Correlation Between FC Investment and Public Service
Can any of the company-specific risk be diversified away by investing in both FC Investment and Public Service at the same time? Although using a correlation coefficient on its own may not help to predict future stock returns, this module helps to understand the diversifiable risk of combining FC Investment and Public Service into the same portfolio, which is an essential part of the fundamental portfolio management process.
By analyzing existing cross correlation between FC Investment Trust and Public Service Enterprise, you can compare the effects of market volatilities on FC Investment and Public Service and check how they will diversify away market risk if combined in the same portfolio for a given time horizon. You can also utilize pair trading strategies of matching a long position in FC Investment with a short position of Public Service. Check out your portfolio center. Please also check ongoing floating volatility patterns of FC Investment and Public Service.
Diversification Opportunities for FC Investment and Public Service
-0.11 | Correlation Coefficient |
Good diversification
The 3 months correlation between FCIT and Public is -0.11. Overlapping area represents the amount of risk that can be diversified away by holding FC Investment Trust and Public Service Enterprise in the same portfolio, assuming nothing else is changed. The correlation between historical prices or returns on Public Service Enterprise and FC Investment is a relative statistical measure of the degree to which these equity instruments tend to move together.
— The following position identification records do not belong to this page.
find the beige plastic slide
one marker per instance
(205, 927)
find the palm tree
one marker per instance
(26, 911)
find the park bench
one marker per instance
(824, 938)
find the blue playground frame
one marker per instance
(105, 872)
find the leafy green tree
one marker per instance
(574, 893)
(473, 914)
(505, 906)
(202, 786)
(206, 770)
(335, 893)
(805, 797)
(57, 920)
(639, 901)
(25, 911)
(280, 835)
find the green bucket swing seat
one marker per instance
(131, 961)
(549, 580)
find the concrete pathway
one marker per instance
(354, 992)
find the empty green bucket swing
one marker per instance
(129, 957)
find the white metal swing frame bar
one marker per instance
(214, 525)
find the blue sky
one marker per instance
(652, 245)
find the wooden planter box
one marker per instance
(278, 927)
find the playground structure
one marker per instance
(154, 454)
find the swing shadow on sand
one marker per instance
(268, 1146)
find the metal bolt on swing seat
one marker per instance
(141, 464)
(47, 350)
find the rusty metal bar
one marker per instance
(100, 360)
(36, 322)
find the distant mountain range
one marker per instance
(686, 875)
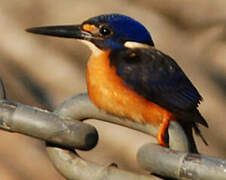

The correlation coefficient measures the extent to which returns on FC Investment Trust are associated (or correlated) with Public Service. Values of the correlation coefficient range from -1 to +1, where. The correlation of zero (0) is possible when the price movement of Public Service Enterprise has no effect on the direction of FC Investment i.e., FC Investment and Public Service go up and down completely randomly.
Pair Corralation between FC Investment and Public Service
Assuming the 90 days trading horizon FC Investment is expected to generate 2.06 times less return on investment than Public Service. But when comparing it to its historical volatility, FC Investment Trust is 1.44 times less risky than Public Service. It trades about 0.05 of its potential returns per unit of risk. Public Service Enterprise is currently generating about 0.07 of returns per unit of risk over similar time horizon. If you would invest 5,866 in Public Service Enterprise on October 5, 2024 and sell it today you would earn a total of 2,594 from holding Public Service Enterprise or generate 44.22% return on investment over 90 days.
Time Period | 3 Months [change] |
Direction | Moves Against |
Strength | Insignificant |
Accuracy | 96.39% |
Values | Daily Returns |
FC Investment Trust vs. Public Service Enterprise
Performance |
Timeline |
FC Investment Trust |
Public Service Enterprise |
FC Investment and Public Service Volatility Contrast
Predicted Return Density |
Returns |
Pair Trading with FC Investment and Public Service
The main advantage of trading using opposite FC Investment and Public Service positions is that it hedges away some unsystematic risk. Because of two separate transactions, even if FC Investment position performs unexpectedly, Public Service can make up some of the losses. Pair trading also minimizes risk from directional movements in the market. For example, if an entire industry or sector drops because of unexpected headlines, the short position in Public Service will offset losses from the drop in Public Service's long position.FC Investment vs. Samsung Electronics Co | FC Investment vs. Samsung Electronics Co | FC Investment vs. Toyota Motor Corp | FC Investment vs. Reliance Industries Ltd |
Public Service vs. Premier Foods PLC | Public Service vs. Coeur Mining | Public Service vs. Monster Beverage Corp | Public Service vs. Dalata Hotel Group |
Check out your portfolio center.Note that this page's information should be used as a complementary analysis to find the right mix of equity instruments to add to your existing portfolios or create a brand new portfolio. You can also try the Positions Ratings module to determine portfolio positions ratings based on digital equity recommendations. Macroaxis instant position ratings are based on combination of fundamental analysis and risk-adjusted market performance.